[ovs-dev] [v12 08/16] dpif-netdev: Add a partial HWOL PMD statistic.

Ferriter, Cian cian.ferriter at intel.com
Thu Jun 10 14:46:07 UTC 2021


Hi Ian,

Thanks for the review. My responses are inline.

Also, one thing I spotted while looking at your later reviews was that we should update the "lib/dpif-netdev-unixctl.man" file since it prints an example of the PMD statistics.
I'll fix that in the next version.

> -----Original Message-----
> From: Stokes, Ian <ian.stokes at intel.com>
> Sent: Wednesday 2 June 2021 19:10
> To: Ferriter, Cian <cian.ferriter at intel.com>; ovs-dev at openvswitch.org; Van Haaren, Harry <harry.van.haaren at intel.com>; Gaetan
> Rivet <gaetanr at nvidia.com>; Sriharsha Basavapatna <sriharsha.basavapatna at broadcom.com>
> Cc: i.maximets at ovn.org
> Subject: RE: [ovs-dev] [v12 08/16] dpif-netdev: Add a partial HWOL PMD statistic.
> 
> > It is possible for packets traversing the userspace datapath to match a
> > flow before hitting on EMC by using a mark ID provided by a NIC. Add a
> > PMD statistic for this hit.
> >
> > Signed-off-by: Cian Ferriter <cian.ferriter at intel.com>
> 
> Thanks for the Patch Cian, comments inline.
> 
> So I have a general query here.
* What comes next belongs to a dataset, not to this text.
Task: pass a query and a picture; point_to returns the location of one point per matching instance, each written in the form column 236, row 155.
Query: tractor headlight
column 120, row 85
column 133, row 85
In the bigger  picture why is the patch required for the DPIF work?
> Is it purely to track packet hits that have touched the software datapath (unlike a full offload usecase)?
> 

This patch is not strictly required for the DPIF work, but we found it much easier to test the functionality of HWOL in the DPIF with hit stats. As we added EMC, SMC and DPCLS capabilities to the AVX512 DPIF, we would test and could use the PMD stats to see if these lookup levels were being hit as we expected. When we tested HWOL, it just seemed like a missing feature, and adding it helped for our testing. We think it might be useful for others. 

> I also think it would be good to get some input from other involved on the HWOL work to date as they may have opinions on this so
> I've included some folks from Nvidia and Broadcom in case they have input.
> The implementation seems straight forward enough but good to gauge in case this goes against ongoing HWOL work.
> 

Good idea. Input from others involved in HWOL is much appreciated.

> Thanks
> Ian
> > ---
> >  NEWS                     | 2 ++
> >  lib/dpif-netdev-avx512.c | 3 +++
> >  lib/dpif-netdev-perf.c   | 3 +++
> >  lib/dpif-netdev-perf.h   | 1 +
> >  lib/dpif-netdev.c        | 9 +++++++--
> >  tests/pmd.at             | 6 ++++--
> >  6 files changed, 20 insertions(+), 4 deletions(-)
> >
> > diff --git a/NEWS b/NEWS
> > index 402ce5969..3eab5f4fa 100644
> > --- a/NEWS
> > +++ b/NEWS
> > @@ -5,6 +5,8 @@ Post-v2.15.0
> >     - Userspace datapath:
> >       * Auto load balancing of PMDs now partially supports cross-NUMA polling
> >         cases, e.g if all PMD threads are running on the same NUMA node.
> > +     * Add a partial HWOL PMD statistic counting hits similar to existing
> > +     * EMC/SMC/DPCLS stats.
> 
> No need for the * on the second line above, only the first line.
> 

Good catch, this is a typo. I'll fix in the next version.

> >     - ovs-ctl:
> >       * New option '--no-record-hostname' to disable hostname configuration
> >         in ovsdb on startup.
> > diff --git a/lib/dpif-netdev-avx512.c b/lib/dpif-netdev-avx512.c
> > index e255c9d17..5c6f54799 100644
> > --- a/lib/dpif-netdev-avx512.c
> > +++ b/lib/dpif-netdev-avx512.c
> > @@ -114,6 +114,7 @@ dp_netdev_input_outer_avx512(struct
> > dp_netdev_pmd_thread *pmd,
> >      const uint32_t emc_enabled = pmd->ctx.emc_insert_min != 0;
> >      const uint32_t smc_enabled = pmd->ctx.smc_enable_db;
> >
> > +    uint32_t phwol_hits = 0;
> 
> Minor nit, I'd expect new variables to be added after the existing variables below.
> 

I'll add "phwol_hits" below the other *_hits variables. I was thinking from the OVS datapath pipeline POV (HWOL->EMC->SMC).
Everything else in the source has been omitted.